Block 718 receives an indication or selection to reverse a modification made to a data record in the data warehouse. This indication or selection may be received from a user or computing entity.
Based on this selection, block 720 reverses the modification. If the selection is to reverse one action, the tools may do so. If the selection is to reverse everything done to the data records since a certain time, the tools may also do so. The tools may do so automatically without manual user entry. Thus, the tools may act to return a data warehouse to a prior form exactly and automatically.
The tools may perform any of blocks 702 to 720 repeatedly, such as for many incremental new data records being added to a data warehouse. If the increments are every hour incident to a periodic ETL process, for instance, the tools permit flexibility not currently permitted if data cleansing must be part of the ETL process. A user may select that the tools only clean new data during the evening or at some other time of lower processing usage. Or the tools may track processing resource usage and clean data (either just a new set or a new clean set against an old clean set) when processing resource usage permits. Or the tools may clean (via blocks 704, 706, 708, 710, 712, 714, and/or 716) each set of new data internally but wait to clean it against old clean data in the data warehouse.

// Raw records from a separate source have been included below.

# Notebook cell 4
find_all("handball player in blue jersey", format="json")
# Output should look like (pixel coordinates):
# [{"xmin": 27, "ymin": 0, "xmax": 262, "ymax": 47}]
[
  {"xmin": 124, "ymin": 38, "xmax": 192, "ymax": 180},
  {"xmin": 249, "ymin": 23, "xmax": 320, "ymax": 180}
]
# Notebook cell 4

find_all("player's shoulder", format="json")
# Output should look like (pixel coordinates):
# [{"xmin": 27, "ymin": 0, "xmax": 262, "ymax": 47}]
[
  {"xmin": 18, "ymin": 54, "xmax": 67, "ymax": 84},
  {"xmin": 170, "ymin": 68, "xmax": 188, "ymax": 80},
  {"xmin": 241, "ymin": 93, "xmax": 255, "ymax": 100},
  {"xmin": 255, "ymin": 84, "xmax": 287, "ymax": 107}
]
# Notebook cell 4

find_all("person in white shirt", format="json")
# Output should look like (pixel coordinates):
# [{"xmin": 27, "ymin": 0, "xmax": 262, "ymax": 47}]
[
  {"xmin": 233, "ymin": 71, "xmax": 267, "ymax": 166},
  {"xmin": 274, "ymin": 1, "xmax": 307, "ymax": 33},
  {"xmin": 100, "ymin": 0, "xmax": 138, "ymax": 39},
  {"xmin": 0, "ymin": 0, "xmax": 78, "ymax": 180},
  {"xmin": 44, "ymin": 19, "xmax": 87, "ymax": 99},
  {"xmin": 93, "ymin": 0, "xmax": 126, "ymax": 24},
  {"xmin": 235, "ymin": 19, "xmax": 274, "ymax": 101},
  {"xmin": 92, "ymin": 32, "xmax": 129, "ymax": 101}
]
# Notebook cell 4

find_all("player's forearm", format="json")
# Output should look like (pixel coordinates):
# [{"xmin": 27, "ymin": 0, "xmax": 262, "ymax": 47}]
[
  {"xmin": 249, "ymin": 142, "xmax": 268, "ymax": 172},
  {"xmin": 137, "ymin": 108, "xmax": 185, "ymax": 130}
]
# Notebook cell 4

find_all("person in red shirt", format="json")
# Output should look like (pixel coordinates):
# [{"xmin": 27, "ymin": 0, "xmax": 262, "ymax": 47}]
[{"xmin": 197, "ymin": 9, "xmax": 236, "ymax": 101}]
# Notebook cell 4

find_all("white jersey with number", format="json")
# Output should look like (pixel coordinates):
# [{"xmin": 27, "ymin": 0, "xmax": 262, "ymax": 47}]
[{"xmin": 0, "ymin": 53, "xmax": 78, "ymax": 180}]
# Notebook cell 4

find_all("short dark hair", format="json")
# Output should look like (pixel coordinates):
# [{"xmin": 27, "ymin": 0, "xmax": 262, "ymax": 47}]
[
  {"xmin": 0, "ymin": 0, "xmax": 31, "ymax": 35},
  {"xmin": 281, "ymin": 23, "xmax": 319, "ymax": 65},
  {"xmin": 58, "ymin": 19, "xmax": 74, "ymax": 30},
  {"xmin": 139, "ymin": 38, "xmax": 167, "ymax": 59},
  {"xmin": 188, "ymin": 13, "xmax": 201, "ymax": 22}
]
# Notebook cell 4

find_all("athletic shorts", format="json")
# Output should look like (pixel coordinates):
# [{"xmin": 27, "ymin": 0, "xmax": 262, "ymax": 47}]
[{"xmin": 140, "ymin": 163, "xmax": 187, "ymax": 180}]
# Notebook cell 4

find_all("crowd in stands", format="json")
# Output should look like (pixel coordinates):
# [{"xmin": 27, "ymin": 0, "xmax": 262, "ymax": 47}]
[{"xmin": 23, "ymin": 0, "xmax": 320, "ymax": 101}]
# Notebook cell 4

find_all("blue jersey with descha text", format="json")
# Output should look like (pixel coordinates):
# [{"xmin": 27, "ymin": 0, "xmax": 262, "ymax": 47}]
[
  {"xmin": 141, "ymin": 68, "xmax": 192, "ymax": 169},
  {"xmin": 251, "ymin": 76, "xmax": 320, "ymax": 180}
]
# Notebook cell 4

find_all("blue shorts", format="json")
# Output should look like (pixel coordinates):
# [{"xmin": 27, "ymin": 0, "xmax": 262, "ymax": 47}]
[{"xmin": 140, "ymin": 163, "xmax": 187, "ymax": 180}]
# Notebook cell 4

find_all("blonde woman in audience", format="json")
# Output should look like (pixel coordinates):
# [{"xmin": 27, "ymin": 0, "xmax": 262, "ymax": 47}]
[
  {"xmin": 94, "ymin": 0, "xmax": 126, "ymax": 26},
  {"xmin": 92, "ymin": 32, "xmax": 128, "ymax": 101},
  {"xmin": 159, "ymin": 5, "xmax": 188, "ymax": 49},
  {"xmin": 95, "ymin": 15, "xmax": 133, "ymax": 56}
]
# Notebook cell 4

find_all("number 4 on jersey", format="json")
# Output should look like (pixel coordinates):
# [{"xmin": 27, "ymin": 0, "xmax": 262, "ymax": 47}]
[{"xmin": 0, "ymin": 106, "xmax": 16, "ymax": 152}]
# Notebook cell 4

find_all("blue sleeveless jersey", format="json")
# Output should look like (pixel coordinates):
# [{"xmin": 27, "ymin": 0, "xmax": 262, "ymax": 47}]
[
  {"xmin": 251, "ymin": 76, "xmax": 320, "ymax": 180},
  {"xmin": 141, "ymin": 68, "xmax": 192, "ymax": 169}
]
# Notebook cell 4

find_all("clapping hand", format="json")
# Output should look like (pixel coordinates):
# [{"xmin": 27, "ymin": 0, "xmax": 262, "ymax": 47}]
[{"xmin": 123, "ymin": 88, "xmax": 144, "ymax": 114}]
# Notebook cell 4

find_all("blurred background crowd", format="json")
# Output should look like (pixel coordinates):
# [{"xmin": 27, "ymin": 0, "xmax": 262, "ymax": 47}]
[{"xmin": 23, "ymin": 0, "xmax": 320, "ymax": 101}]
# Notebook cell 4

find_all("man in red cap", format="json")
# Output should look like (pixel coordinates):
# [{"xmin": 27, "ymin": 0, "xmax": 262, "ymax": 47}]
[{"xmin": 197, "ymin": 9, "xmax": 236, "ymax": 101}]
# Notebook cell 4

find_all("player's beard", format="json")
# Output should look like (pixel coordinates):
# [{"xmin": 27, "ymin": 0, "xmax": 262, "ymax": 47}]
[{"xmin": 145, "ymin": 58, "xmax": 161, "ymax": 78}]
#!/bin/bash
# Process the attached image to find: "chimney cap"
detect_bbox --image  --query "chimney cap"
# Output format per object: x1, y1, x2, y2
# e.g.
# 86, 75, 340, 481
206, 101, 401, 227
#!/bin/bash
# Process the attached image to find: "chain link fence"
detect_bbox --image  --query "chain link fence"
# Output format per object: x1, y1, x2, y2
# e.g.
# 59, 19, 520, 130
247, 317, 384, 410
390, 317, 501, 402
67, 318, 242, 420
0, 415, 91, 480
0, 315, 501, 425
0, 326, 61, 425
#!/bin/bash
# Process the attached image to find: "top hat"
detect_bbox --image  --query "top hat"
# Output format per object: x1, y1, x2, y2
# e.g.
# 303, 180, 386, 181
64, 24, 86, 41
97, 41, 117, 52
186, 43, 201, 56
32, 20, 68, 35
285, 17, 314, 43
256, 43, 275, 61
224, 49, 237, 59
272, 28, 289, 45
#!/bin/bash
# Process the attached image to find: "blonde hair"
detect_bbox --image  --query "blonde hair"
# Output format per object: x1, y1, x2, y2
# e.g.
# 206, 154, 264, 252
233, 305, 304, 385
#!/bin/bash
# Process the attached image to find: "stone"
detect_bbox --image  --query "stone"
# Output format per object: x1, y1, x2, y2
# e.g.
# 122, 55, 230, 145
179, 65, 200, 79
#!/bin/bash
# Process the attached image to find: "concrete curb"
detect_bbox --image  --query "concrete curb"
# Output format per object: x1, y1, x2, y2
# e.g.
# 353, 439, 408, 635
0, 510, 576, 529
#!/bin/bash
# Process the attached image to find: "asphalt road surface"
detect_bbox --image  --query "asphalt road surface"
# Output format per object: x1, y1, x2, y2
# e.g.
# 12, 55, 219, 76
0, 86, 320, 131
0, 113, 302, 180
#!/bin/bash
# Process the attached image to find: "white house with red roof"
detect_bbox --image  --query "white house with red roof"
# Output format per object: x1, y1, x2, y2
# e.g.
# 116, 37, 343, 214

The above-described tools are capable of modifying data records without human interaction, modifying data records responsive to analysis from various types of data-quality modules, reversing modifications, and/or enabling a data-quality module to find errors by analyzing fewer than all of the records as effectively as the data-quality module is capable of finding errors by analyzing all of the records. By so doing, the tools may permit data cleansing with fewer data resources and reduced user interaction. Although the tools have been described in language specific to structural features and/or methodological acts, it is to be understood that the tools defined in the appended claims are not necessarily limited to the specific features or acts described. Rather, the specific features and acts are disclosed as exemplary forms of implementing the tools.